As fires get closer and closer to cities, it’s also challenging our response teams. “Most wildland firefighters are not trained in structural protection, but the urban fire departments are not trained to deal with dozens or hundreds of houses burning at the same time,” said Volker Radeloff, a forestry researcher at the University of Wisconsin. “When these areas with lots of houses burn, the fires become very unpredictable.”
According to Mark Finney, a U.S. Forest Service researcher at the Missoula Fire Sciences Laboratory “a wildfire typically doesn’t last in one spot more than a minute or two. In grass, it can be like 10 seconds. But structures can burn for a long time. That means they have a long time to be able to spread the fire, to be able to ignite adjacent structures.”
This risk is especially high if cities aren’t built to resist wildfires—including regulating denser development, less flammable materials, different ornamental vegetation and undergrounding power lines.
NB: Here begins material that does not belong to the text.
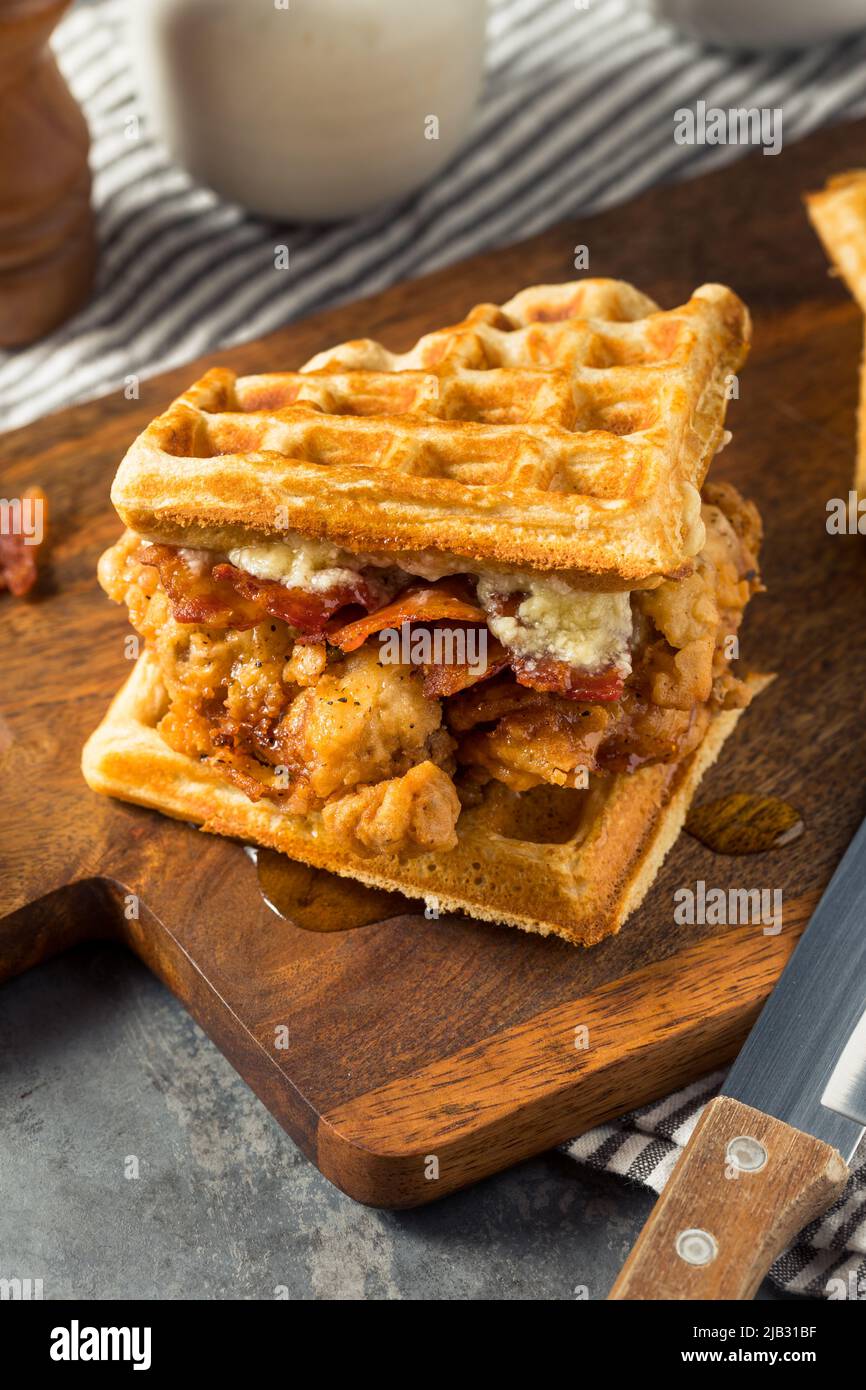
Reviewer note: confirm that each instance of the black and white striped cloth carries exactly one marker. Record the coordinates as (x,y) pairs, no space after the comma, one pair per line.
(577,113)
(576,116)
(829,1260)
What local governments can do
- Consider the fire risk of allowing new housing in the wildland-urban interface and encourage construction in lower fire risk, dense city centers. If building continues to expand in areas that include the WUI, so must the knowledge of the fire threat posed to residents living there.
- Identify and address conflicts or barriers to fire adaptation in local land-use planning, building ordinances and building codes.
- Incorporate fire-safe features into new development (such as building codes, landscaping and evacuation routes) and add specific restrictions when building in dangerous topography or conditions. Structures and landscaping should be designed, constructed, retrofitted and maintained in a manner that is ignition-resistant.
- Engage insurers to educate homeowners and developers about using fire-resistant building materials and designing appropriate access roads to homes and developments.
Local governments should also consider developing utility-undergrounding programs. California regulations use a formula for allocating some money each year from utility customers’ bills to the costly task of undergrounding projects in cities that want to bury their power lines.
PG&E undergrounds about 30 miles of electric lines each year. Other utilities have been more aggressive. San Diego Gas and Electric Co., says that 60% of its lines are now underground. The City of San Diego also placed a high priority on moving lines underground and set up its own funding system to support the work.
Communities can never completely eliminate fire risk but there are a number of measures that can dramatically reduce the risk. Doing so is of growing importance as the consequences of climate change increase the length of the fire season and the scale of wildfire events.